Online sites focused mostly on slot and poker include electronic horse racing among their other games, inviting players to quite literally bet on imaginary sporting competitions. I supposed there’s a certain appeal, but doesn’t that almost make you long for the real thing?
You can still get it in parts of England thanks to a fairly active horse racing scene compared to much of the rest of the world, and the Cheltenham Racecourse - essentially across the Cotswolds from London to the northwest - is one of the best places for it.
The course is best known for the Cheltenham Festival, a four-day event held each March, and if you can make it for that, it’s truly a party revolving around the races. However, the course holds other races throughout much of the year as well, and a trip out to see professional race horses in the flesh can be an amazing time.
A Brighton Getaway
Another basic but very neat thing about London is that it’s so close to the coast in numerous directions. And as it happens, the South of England is actually something of an underrated beach destination.
During the warmer months of the year it can be an excellent place to spend to some time outside and even lay out on the sands or swim in the sea. But even otherwise, there are some charming resort towns worthy of tourist attention.
Brighton is just such a town, and probably the most famous of the bunch. In addition to having some of the better public beaches in Britain, it’s a town full of attractions, including restaurants near the beach, famous little streets full of shops and cafés, excellent hotels, and above all else a legendary pier.

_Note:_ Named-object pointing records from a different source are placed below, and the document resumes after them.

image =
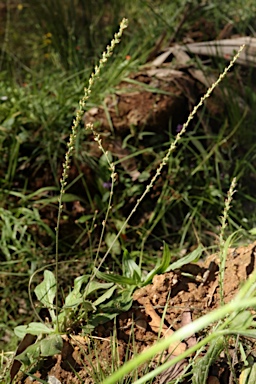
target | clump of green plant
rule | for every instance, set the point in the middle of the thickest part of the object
(79, 305)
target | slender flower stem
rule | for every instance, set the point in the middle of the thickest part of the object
(72, 138)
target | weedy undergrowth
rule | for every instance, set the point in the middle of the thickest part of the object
(79, 307)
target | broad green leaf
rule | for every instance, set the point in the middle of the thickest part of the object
(163, 267)
(74, 298)
(105, 296)
(30, 355)
(115, 248)
(33, 329)
(95, 286)
(130, 268)
(248, 374)
(191, 257)
(51, 345)
(46, 291)
(122, 280)
(84, 219)
(242, 321)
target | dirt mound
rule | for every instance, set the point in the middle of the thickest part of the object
(180, 296)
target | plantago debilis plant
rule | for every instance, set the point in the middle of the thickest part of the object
(171, 149)
(225, 245)
(206, 320)
(79, 115)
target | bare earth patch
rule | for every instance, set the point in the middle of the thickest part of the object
(187, 297)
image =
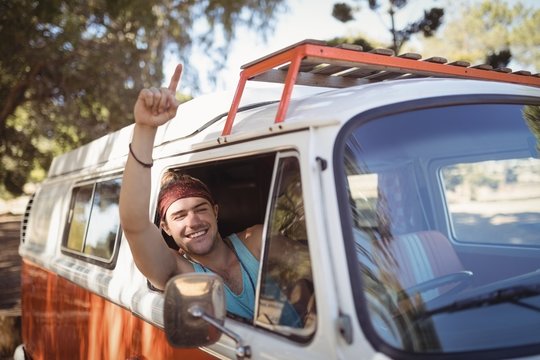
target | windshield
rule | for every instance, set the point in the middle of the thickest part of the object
(443, 214)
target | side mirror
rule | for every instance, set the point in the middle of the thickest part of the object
(194, 312)
(188, 293)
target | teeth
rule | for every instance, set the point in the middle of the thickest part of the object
(198, 233)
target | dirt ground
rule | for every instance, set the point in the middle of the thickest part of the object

The pier, in fact, is worth the drive south from London in and of itself, with its own rides and attractions, restaurants and bars, and even frozen yogurt and doughnuts stands.
The Warner Bros. Studio Tour
This is a little bit of a close call given that depending on how people view the outskirts, this famous studio tour can be said to be in London. Regardless, it’s away from the city center, and has become - quite seriously - one of the best attractions in the UK.
This is your best chance to step into the “Wizarding World” of Harry Potter, save perhaps visiting the Orlando, Florida theme park that goes by that name. And if you’ve ever been a fan of the book and/or film series, as so many who visit the UK were, it’s an incredible treat.
And if you’re worried that it’s more of a kid thing, consider a review written up by a parent who specifically noted that there were far more adults on tour than children. It’s time to face it: The Harry Potter generation grew up!
See Leeds Castle
Castles make for incredible tourism options all around the UK, and in fact there’s something to be said for designing a broader tour of the country revolving around different castles as sightseeing stops.
Even within relatively short driving distance of London, there are some incredible ancient structures to see in this general vein, so I had to pick and choose a bit. But if there’s one to see, Leeds Castle is as good a choice as any.
Southeast of London and located in the middle of a lake-like moat called The Great Water, it’s a stout, formidable, yet beautiful fortress. While it’s not entirely in its original form, it’s believed that a castle has been on the site since the late 11th century, and was used at different times by prominent monarchs including Edward I and the infamous Henry VIII.
Perhaps most interesting of all to a lot of visitors, there is actually a real live hedge maze on the grounds, and visitors can go through it.